Goodyear, Arizona
Name of Cotton Grower: Ron Rayner
With input costs a major concern across the cotton belt, growers with cost savings innovations are getting ready to be asked lots of questions from their neighbors. One such grower is Ron Rayner of Goodyear, Arizona, who proactively shares his innovations at an annual field day to review the latest in no-till, double-crop durum wheat-cotton-alfalfa production on a family farm with his two brothers and two nephews. Ron uses his soils expertise and fast turnaround from harvest to planting to maximize revenue and minimize cost on 5,000 acres in this high heat Arizona desert.
Cotton Production Innovation – No-till, double-cropping
No-till has been hugely successful on short-season hilly fields, such as rain-fed West Tennessee Loess (wind deposited soils,) at protecting the soil surface from run off and compaction. Double-cropping has been hugely successful in long-season high-rainfall areas, such as South Louisiana and South Georgia, where adequate warmth and moisture is guaranteed year round. So putting the two together in irrigated desert agriculture is not the obvious solution to a profitability squeeze, but has worked well for Ron for over 10 years. The two practices complement each other to keep crops growing all 365 days since Ron doesn’t have to wait on primary or seedbed tillage, or a planting rain, or a crop to dry after a harvest rain. No-till allows planting 2-3 days after harvest since the harvested field is also the seedbed. Irrigation allows precise crop scheduling: of germination by watering up behind the planter, and of crop maturity by timing the last irrigation (and plenty of Pix) to shut the crop down on schedule.

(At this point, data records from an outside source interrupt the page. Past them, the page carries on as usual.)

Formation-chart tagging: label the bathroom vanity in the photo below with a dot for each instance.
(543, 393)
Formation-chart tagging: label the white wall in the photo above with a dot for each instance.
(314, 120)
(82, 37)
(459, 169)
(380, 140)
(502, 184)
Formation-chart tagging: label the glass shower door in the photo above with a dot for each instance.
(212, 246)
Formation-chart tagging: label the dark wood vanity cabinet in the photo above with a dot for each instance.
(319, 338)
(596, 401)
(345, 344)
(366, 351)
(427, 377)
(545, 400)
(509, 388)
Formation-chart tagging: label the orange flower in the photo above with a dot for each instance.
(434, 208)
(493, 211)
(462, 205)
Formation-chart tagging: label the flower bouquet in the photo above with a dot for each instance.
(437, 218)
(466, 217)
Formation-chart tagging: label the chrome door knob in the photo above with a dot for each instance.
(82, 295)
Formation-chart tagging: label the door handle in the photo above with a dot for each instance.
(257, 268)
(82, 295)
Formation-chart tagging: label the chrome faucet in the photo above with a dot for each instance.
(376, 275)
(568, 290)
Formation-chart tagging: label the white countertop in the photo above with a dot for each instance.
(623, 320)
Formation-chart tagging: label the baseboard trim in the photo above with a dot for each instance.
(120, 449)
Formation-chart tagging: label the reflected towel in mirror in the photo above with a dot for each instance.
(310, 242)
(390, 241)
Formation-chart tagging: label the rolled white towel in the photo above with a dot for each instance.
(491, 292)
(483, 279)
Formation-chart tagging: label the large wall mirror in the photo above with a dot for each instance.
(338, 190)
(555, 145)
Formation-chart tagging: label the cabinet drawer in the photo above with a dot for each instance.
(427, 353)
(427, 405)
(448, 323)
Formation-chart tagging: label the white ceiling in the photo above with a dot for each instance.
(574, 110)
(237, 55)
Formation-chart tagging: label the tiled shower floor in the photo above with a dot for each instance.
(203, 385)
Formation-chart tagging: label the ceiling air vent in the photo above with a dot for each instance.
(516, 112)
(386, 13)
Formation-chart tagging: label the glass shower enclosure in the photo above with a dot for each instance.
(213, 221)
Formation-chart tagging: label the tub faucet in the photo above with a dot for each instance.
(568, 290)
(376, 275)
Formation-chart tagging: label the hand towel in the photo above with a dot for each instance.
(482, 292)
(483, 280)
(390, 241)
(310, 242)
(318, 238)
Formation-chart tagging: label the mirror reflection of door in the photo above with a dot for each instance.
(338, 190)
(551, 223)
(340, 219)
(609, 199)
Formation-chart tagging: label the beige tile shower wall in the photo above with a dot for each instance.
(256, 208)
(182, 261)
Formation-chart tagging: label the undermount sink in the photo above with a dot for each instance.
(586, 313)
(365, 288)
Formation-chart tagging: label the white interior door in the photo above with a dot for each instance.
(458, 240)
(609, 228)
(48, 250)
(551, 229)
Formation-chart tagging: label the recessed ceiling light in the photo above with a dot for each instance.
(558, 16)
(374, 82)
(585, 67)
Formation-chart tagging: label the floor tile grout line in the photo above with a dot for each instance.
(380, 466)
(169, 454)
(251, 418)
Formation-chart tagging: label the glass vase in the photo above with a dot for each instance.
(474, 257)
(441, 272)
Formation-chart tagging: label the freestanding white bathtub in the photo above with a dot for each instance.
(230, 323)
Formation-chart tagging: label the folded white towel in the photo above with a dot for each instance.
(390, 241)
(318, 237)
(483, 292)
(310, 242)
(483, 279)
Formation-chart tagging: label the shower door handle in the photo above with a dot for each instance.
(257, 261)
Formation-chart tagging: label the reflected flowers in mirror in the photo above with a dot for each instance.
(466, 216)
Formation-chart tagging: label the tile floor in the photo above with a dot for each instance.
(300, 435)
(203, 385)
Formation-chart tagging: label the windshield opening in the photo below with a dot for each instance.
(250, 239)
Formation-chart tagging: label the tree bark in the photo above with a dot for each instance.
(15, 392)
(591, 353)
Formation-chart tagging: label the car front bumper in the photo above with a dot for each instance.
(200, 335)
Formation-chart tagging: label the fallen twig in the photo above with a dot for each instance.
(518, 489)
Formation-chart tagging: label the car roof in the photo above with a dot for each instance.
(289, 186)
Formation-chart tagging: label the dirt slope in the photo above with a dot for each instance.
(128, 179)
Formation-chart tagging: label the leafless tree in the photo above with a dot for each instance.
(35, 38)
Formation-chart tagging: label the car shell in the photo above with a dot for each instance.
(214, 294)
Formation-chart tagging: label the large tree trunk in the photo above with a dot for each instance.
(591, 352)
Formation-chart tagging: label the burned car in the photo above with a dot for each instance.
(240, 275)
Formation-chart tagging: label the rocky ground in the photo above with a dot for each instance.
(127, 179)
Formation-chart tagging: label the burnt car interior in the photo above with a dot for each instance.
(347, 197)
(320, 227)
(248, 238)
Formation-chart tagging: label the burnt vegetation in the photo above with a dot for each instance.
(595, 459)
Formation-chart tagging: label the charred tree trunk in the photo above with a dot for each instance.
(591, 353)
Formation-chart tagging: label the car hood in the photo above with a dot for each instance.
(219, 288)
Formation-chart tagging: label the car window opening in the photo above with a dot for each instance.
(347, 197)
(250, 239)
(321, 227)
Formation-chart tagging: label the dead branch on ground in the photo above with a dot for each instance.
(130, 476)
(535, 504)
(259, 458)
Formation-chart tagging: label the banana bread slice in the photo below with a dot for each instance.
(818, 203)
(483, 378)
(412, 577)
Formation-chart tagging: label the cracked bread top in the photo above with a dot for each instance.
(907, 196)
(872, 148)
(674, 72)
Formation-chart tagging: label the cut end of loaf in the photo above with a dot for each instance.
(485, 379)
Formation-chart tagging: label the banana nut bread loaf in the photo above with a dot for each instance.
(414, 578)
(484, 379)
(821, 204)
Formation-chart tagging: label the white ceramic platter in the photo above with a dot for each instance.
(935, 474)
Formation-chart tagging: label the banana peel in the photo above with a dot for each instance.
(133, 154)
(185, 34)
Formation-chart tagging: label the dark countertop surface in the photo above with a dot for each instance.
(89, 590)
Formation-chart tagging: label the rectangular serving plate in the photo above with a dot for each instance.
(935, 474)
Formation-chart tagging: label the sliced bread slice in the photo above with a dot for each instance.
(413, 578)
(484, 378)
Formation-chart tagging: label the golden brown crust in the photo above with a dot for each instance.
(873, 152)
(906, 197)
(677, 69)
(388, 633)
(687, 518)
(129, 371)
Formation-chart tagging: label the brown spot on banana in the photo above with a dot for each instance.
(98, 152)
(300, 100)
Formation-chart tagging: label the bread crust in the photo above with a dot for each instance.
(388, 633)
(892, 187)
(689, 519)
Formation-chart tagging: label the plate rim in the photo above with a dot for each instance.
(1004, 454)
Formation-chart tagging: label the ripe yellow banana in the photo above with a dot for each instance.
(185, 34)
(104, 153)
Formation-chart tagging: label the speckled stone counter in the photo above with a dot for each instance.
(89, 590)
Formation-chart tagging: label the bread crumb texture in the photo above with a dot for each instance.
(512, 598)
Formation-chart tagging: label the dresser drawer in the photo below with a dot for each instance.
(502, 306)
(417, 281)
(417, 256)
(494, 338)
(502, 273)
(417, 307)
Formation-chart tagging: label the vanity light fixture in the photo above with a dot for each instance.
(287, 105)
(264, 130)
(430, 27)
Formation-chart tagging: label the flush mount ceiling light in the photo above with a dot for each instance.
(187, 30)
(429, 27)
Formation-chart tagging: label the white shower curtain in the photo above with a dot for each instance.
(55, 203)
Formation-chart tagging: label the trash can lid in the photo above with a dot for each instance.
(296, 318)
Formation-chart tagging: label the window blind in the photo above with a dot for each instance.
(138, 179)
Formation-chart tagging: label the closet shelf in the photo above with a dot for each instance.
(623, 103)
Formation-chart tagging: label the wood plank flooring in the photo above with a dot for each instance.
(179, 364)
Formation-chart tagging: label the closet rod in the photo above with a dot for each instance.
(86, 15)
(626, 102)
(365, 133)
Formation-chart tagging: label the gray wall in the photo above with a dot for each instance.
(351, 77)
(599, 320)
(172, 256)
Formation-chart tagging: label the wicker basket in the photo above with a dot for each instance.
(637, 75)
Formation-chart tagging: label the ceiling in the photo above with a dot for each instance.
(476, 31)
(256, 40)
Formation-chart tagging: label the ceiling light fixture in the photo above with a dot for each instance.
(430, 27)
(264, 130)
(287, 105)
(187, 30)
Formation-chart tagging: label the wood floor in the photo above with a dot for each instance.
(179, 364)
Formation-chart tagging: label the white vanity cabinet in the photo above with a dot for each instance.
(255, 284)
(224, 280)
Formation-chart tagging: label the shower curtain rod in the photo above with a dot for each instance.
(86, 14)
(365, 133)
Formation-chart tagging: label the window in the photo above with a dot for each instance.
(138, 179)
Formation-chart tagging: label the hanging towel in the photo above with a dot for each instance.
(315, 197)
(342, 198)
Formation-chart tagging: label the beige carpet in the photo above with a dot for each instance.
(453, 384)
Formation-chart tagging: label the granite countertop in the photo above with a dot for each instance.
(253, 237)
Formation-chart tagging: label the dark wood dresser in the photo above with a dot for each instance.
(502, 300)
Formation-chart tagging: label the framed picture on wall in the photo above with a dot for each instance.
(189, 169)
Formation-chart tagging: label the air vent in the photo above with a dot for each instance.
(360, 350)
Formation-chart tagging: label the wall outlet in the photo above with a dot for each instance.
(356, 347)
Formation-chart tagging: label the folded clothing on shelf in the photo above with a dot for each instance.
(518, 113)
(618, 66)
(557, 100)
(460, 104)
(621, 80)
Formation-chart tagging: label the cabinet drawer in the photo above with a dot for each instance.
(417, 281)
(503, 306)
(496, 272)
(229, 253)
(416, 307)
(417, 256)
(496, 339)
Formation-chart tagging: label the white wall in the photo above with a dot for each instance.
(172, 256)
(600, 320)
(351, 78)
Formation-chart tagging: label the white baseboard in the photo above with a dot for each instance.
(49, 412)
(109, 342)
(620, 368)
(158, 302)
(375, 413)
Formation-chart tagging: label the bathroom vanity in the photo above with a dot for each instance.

Cotton Production Innovation – Focus on the Soil Surface Chemistry
Making this all work requires a clear understanding of the soil surface. A lot happens at the surface with flood irrigation: water goes in, seeds germinate and salts and fertilizer accumulate. No-till forces the plant residue and organic matter to accumulate at the soil surface which is just where Ron wants it to prevent crusting and allow water infiltration and soil cooling. Just below the surface two inches, organic matter does not derive from leaves and stems but from dead roots that create pores for movement of oxygen and moisture deeper into the soil – good things for high transpiration desert crops. A general rule in irrigated agriculture is that the more the crop transpires (evaporates water from the leaves) the higher the yield. Ron pays special attention to the soil surface, knowing its critical role and having watched soil tilth (friability) improve over the years. He tracks the surface chemistry and adjusts the pH with sulfur to counter any negative effects of sodium salts on soil tilth. Sodium weakens the attraction of small soil particles destroying tilth, and needs to be displaced from the soil surface by calcium. Elemental sulfur is the low cost route to soluble calcium in high-lime desert soils since sulfur slowly oxidizes to sulfuric acid which dissolves lime freeing up calcium. It’s lots of chemistry but much depends on this thin slice of soil surface.